A dislocation-dipole in one dimensional lattice model

TL;DR

This paper constructs and analyzes a family of equilibria representing dislocation-dipoles in a one-dimensional lattice, revealing energy landscapes and transition pathways, with explicit solutions for specific potentials.

Contribution

It introduces a new analytical framework for dislocation-dipoles in 1D lattice models, including explicit solutions and energy landscape analysis.

Findings

Identified equilibrium configurations of dislocation-dipoles.

Demonstrated Peierls relief in the energy landscape.

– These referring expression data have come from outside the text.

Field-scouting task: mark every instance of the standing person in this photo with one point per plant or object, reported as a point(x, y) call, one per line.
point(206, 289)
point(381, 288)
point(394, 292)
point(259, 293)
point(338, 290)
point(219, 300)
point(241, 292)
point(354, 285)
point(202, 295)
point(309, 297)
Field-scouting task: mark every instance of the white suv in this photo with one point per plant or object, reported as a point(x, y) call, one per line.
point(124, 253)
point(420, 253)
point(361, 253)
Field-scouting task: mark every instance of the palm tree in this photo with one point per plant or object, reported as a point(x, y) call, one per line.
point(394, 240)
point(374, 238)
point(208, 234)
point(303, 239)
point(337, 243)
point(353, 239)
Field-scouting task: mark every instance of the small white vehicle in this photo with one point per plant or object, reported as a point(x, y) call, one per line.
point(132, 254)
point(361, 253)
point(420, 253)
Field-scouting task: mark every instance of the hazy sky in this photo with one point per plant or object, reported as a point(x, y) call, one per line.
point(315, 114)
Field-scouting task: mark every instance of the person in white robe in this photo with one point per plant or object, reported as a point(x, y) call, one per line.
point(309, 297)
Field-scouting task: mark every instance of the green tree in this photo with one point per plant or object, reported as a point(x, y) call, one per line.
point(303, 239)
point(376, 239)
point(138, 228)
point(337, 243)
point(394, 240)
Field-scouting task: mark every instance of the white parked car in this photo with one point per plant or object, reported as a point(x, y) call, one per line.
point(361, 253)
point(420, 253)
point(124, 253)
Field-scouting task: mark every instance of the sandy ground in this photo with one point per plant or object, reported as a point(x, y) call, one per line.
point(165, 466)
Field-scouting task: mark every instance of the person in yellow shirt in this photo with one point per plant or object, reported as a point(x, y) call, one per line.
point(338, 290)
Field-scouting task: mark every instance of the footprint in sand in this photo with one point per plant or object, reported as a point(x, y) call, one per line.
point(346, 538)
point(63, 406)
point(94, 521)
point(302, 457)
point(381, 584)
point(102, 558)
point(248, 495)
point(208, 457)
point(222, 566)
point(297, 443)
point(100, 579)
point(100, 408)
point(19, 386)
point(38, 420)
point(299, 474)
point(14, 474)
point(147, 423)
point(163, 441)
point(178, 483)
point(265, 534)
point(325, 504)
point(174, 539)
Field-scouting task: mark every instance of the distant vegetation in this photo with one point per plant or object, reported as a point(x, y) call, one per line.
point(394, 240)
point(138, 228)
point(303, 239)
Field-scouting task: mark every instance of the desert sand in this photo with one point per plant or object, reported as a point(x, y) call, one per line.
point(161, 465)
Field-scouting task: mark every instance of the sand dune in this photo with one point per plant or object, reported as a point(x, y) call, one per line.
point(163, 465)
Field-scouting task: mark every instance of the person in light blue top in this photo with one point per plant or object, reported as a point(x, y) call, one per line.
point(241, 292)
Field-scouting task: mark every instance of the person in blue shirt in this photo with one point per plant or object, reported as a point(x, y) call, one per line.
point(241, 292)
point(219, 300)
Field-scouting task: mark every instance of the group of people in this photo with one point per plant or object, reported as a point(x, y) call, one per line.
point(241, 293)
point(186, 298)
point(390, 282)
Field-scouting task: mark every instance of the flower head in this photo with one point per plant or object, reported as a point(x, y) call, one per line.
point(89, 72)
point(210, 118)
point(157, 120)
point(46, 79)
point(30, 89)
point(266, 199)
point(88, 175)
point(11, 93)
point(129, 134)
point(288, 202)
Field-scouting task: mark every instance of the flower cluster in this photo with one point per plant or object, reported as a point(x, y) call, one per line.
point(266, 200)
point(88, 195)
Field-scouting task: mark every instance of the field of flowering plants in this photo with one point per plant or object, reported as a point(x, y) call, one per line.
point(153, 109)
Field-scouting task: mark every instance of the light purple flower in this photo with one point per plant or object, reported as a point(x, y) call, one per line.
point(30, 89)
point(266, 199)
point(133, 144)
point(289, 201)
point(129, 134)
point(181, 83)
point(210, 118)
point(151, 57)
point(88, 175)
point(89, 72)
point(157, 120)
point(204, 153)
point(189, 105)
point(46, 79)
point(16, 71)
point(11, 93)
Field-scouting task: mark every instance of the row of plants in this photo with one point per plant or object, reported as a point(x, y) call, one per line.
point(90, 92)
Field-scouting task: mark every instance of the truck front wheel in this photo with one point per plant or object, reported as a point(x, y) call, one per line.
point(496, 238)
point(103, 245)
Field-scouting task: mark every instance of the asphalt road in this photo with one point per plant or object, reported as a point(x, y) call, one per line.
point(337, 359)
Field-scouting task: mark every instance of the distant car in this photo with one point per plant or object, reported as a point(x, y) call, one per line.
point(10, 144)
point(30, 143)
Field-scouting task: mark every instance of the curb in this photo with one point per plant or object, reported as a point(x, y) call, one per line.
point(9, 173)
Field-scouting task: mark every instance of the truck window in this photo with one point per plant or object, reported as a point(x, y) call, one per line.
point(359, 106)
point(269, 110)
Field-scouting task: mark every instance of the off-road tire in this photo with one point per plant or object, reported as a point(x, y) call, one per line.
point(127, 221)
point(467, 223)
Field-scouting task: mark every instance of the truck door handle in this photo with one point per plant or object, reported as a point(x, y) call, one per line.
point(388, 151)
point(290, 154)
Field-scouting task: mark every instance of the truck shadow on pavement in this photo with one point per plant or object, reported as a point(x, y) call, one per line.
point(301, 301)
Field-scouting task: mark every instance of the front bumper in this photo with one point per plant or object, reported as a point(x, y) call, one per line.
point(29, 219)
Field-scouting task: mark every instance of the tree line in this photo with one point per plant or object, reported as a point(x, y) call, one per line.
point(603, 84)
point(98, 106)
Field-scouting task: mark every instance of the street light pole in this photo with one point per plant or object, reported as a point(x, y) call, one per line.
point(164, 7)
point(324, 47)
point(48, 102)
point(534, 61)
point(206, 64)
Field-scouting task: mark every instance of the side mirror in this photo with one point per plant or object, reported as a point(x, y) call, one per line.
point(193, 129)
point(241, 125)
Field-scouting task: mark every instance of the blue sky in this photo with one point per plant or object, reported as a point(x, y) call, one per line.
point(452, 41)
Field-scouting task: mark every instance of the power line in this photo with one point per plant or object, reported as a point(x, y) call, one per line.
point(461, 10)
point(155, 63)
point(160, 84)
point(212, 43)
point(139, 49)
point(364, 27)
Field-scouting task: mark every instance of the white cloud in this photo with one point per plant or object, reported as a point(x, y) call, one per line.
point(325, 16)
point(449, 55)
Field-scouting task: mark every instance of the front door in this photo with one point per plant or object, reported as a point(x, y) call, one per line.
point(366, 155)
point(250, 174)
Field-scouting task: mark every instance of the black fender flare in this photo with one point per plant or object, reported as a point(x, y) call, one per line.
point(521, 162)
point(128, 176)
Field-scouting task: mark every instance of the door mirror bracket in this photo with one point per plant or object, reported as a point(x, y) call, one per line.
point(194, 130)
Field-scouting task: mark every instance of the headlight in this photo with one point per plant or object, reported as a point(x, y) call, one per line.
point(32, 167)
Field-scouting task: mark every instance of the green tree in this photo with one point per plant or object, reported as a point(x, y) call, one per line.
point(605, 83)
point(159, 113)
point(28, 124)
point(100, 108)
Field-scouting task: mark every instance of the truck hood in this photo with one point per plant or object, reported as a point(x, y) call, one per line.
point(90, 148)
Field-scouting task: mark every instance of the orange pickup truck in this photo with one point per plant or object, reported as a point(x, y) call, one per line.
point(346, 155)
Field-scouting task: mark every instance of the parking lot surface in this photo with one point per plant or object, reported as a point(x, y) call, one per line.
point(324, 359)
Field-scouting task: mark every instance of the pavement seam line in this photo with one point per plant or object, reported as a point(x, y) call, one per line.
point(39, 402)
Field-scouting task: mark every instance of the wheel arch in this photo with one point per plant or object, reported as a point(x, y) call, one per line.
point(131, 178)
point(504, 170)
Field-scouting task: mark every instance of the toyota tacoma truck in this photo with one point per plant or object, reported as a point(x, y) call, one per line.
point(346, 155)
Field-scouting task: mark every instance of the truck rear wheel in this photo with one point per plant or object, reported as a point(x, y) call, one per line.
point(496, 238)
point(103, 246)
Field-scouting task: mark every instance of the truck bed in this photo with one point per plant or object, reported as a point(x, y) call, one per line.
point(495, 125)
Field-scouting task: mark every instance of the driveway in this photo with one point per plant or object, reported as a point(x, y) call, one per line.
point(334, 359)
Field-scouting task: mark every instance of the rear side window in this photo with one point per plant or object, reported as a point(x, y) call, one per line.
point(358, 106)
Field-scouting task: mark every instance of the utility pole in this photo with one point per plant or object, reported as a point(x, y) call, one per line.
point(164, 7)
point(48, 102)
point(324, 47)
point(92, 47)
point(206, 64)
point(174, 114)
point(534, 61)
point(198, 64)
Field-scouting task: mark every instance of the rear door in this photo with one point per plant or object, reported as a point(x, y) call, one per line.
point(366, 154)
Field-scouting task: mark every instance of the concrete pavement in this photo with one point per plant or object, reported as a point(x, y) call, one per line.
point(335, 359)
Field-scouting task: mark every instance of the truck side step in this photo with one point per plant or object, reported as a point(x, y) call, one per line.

Provided closed-form solutions for piecewise-quadratic potentials.

Abstract

A family of equilibria corresponding to dislocation-dipole, with variable separation between the two dislocations of opposite sign, is constructed in a one dimensional lattice model. A suitable path connecting certain members of this family is found which exhibits the familiar Peierls relief. A landscape for the variation of energy has been presented to highlight certain sequential transition between these equilibria that allows an interpretation in terms of quasi-statically separating pair of dislocations of opposite sign from the viewpoint of closely related Frenkel-Kontorova model. Closed form expressions are provided for the case of a piecewise-quadratic potential wherein an analysis of the effect of an intermediate spinodal region is included.